Halo, nama saya Severn
Suzuki, berbicara mewakili E.C.O - Enviromental Children Organization. Kami
adalah kelompok dari Kanada yang terdiri dari anak-anak berusia 12 dan 13 tahun
yang mencoba membuat perbedaan: Vanessa Suttie, Morgan Geisler, Michelle
Quiq dan saya sendiri.
Kami menggalang dana untuk bisa datang ke sini sejauh 6000
mil. Untuk memberitahukan pada Anda sekalian, orang dewasa, bahwa Anda harus
mengubah cara Anda, hari ini, di sini. Saya tidak memiliki agenda tersembunyi.
Saya memperjuangkan masa depan saya. Kehilangan masa depan tidaklah sama
seperti kalah dalam pemilihan umum atau rugi dalam pasar saham. Saya berada
disini untuk berbicara bagi semua generasi yang akan datang.
Saya berada di sini mewakili anak-anak yang kelaparan di
seluruh dunia yang tangisannya tidak lagi terdengar.
Saya berada disini untuk berbicara bagi binatang-binatang
yang sekarat yang tidak terhitung jumlahnya di seluruh planet ini karena
kehilangan habitatnya.
Kami tidak boleh tidak di dengar!
Saya merasa takut untuk berada dibawah sinar matahari karena
berlubangnya lapisan ozon. Saya merasa takut untuk bernafas karena saya tidak
tahu ada bahan kimia apa yang dibawa oleh udara.
Saya sering memancing di Vancouver bersama ayah saya, hingga
beberapa tahun yang lalu kami menemukan bahwa ikan-ikannya dijangkiti kanker.
Dan sekarang kami mendengar bahwa binatang-binatang dan tumbuhan satu persatu
mengalami kepunahan tiap harinya - hilang selamanya.
Dalam hidup saya, saya memiliki mimpi untuk melihat kumpulan
besar binatang-binatang liar, hutan rimba dan hutan tropis yang penuh dengan
burung dan kupu-kupu. Tetapi sekarang saya tidak tahu apakah hal-hal
tersebut masih ada untuk dilihat oleh anak saya nanti.

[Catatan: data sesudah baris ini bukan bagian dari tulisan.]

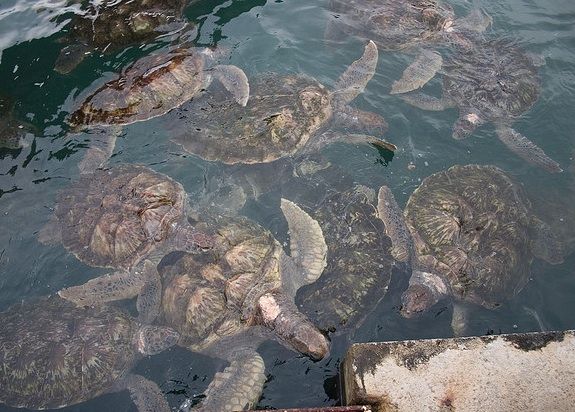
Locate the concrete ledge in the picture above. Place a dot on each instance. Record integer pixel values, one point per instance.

Apakah Anda sekalian khawatir terhadap masalah-masalah kecil
ini ketika Anda sekalian masih berusia sama seperti saya sekarang?
Semua ini terjadi di hadapan kita dan walaupun begitu kita
masih tetap bersikap bagaikan kita masih memiliki banyak waktu dan semua
pemecahannya. Saya hanyalah seorang anak kecil dan saya tidak memiliki semua
pemecahannya tetapi saya ingin Anda sekalian menyadari bahwa Anda sekalian juga
sama seperti saya!
Anda tidak tahu bagaimana
caranya memperbaiki lubang pada lapisan ozon kita.
Anda tidak tahu bagaiman cara mengembalikan ikan-ikan Salmon ke sungai asalnya.
Anda tidak tahu bagaimana caranya mengembalikan binatang-binatang yang telah punah.
Anda tidak tahu bagaiman cara mengembalikan ikan-ikan Salmon ke sungai asalnya.
Anda tidak tahu bagaimana caranya mengembalikan binatang-binatang yang telah punah.
Dan anda tidak dapat mengembalikan hutan-hutan seperti
sediakala di tempatnya yang sekarang hanya berupa padang
pasir.
Jika Anda tidak tahu bagaimana cara memperbaikinya.
Tolong berhenti merusaknya!
Tolong berhenti merusaknya!
Di sini Anda adalah delegasi negara-negara Anda.
Pengusaha, anggota perhimpunan, wartawan atau politisi -
tetapi sebenarnya Anda adalah ayah dan ibu, saudara laki-laki dan saudara
perempuan, paman dan bibi - dan Anda semua adalah anak dari seseorang.
Saya hanyalah seorang anak kecil, namun saya tahu bahwa kita
semua adalah bagian dari sebuah keluarga besar, yang beranggotakan lebih dari 5
milyar, terdiri dari 30 juta rumpun dan kita semua berbagi udara, air dan tanah
di planet yang sama - perbatasan dan pemerintahan tidak akan mengubah hal
tersebut.
Saya hanyalah seorang anak kecil, namun begitu saya tahu
bahwa kita semua menghadapi permasalahan yang sama, dan kita seharusnya bersatu
untuk tujuan yang sama.
Walaupun marah, namun saya tidak buta, dan walaupun takut,
saya tidak ragu untuk memberitahukan dunia apa yang saya rasakan.
Di negara saya, kami sangat banyak melakukan pemborosan. Kami
membeli sesuatu dan kemudian membuangnya. Beli dan kemudian buang. Walaupun
begitu tetap saja negara-negara maju tidak akan berbagi dengan mereka yang
memerlukan.
Bahkan ketika kita memiliki lebih dari cukup, kita merasa takut untuk kehilangan sebagian kekayaan kita. Kita takut untuk berbagi.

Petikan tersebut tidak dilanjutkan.